Menurut ketua LMDH Taruna Bina Tani, produktivitas bawang daun di Desa Warjabakti dapat mendekati 16 ton per hektar dalam satu kali panen. Harga yang biasanya didapatkan untuk bawang daun sendiri pada tingkat petani adalah Rp 5.000/Kg. Bawang daun dalam satu tahun, dapat dipanen sampai empat kali musim panen.

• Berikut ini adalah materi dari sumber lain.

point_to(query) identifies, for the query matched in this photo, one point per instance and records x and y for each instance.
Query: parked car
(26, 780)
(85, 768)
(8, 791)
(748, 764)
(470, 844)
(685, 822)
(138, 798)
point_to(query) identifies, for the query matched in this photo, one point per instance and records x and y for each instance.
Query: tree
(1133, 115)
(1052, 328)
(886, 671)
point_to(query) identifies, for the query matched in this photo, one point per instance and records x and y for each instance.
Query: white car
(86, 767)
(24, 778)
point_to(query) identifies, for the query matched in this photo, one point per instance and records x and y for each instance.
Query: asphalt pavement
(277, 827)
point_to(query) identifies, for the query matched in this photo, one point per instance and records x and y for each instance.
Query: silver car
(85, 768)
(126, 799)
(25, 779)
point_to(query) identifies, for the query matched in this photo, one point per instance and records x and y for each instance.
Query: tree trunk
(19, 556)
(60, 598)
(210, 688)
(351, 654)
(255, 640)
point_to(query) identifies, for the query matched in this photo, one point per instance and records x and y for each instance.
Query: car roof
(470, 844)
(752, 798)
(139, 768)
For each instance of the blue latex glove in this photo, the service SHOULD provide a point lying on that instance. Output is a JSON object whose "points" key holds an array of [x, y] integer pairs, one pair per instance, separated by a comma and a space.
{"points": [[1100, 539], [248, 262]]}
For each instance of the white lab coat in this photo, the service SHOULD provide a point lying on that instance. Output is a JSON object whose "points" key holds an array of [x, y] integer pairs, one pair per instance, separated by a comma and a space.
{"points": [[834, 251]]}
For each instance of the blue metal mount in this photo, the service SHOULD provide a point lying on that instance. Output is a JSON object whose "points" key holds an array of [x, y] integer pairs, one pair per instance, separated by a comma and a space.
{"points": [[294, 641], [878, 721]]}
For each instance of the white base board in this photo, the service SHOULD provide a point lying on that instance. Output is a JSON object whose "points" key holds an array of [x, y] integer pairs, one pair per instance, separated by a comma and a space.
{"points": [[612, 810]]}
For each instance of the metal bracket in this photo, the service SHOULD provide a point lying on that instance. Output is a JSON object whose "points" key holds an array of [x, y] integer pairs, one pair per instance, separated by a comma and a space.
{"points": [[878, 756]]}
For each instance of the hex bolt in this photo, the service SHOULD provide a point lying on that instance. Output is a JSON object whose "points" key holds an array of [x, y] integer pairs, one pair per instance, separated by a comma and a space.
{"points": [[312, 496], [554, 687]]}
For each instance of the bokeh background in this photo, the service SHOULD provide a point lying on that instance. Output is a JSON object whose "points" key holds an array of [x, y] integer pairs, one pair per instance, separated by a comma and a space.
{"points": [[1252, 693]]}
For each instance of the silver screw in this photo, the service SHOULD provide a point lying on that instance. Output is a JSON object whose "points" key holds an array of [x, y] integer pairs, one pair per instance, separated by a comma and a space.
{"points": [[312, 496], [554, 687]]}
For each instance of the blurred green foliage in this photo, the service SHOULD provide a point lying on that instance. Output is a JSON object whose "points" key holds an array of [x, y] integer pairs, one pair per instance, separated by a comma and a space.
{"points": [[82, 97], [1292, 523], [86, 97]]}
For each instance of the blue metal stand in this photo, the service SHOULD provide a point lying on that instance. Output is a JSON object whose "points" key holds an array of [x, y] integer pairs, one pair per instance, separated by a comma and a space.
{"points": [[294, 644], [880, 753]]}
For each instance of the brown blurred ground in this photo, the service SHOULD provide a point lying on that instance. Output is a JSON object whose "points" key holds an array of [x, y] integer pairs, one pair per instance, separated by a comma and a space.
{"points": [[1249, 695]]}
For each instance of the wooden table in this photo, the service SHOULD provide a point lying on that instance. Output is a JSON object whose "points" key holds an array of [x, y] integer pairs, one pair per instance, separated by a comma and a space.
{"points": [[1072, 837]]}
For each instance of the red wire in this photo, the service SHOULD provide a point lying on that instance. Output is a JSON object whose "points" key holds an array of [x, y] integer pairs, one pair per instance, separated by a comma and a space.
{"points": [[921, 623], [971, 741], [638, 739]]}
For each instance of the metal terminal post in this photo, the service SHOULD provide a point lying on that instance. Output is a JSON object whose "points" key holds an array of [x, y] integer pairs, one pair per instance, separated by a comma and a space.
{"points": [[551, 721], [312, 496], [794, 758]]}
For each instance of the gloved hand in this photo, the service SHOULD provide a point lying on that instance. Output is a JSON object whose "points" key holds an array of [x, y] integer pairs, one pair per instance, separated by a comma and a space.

Biaya dalam pengusahaan bawang daun terdiri dari biaya investasi peralatan dan biaya operasional, seperti biaya pembelian bibit, biaya pemupukan,

biaya pestisida, dan biaya tenaga kerja. Perhitungan khusus untuk biaya peralatan dalam analisis pendapatan tersebut menggunakan nilai penyusutannya. Peralatan yang digunakan adalah cangkul, arit, dan sprayer mesin. Umur ekonomis masing- masing peralatan tersebut yakni lima tahun untuk cangkul dan arit, serta lima belas tahun untuk sprayer mesin. Peralatan tersebut digunakan untuk setiap musim tanam. Berdasarkan hasil analisis pendapatan pengusahaan bawang daun, didapatkan besaran pendapatan yang hilang bagi petani peserta program kolaboratif GMP-PHBM di Desa Warjabakti yakni sebesar Rp 13.220.000 per tahun.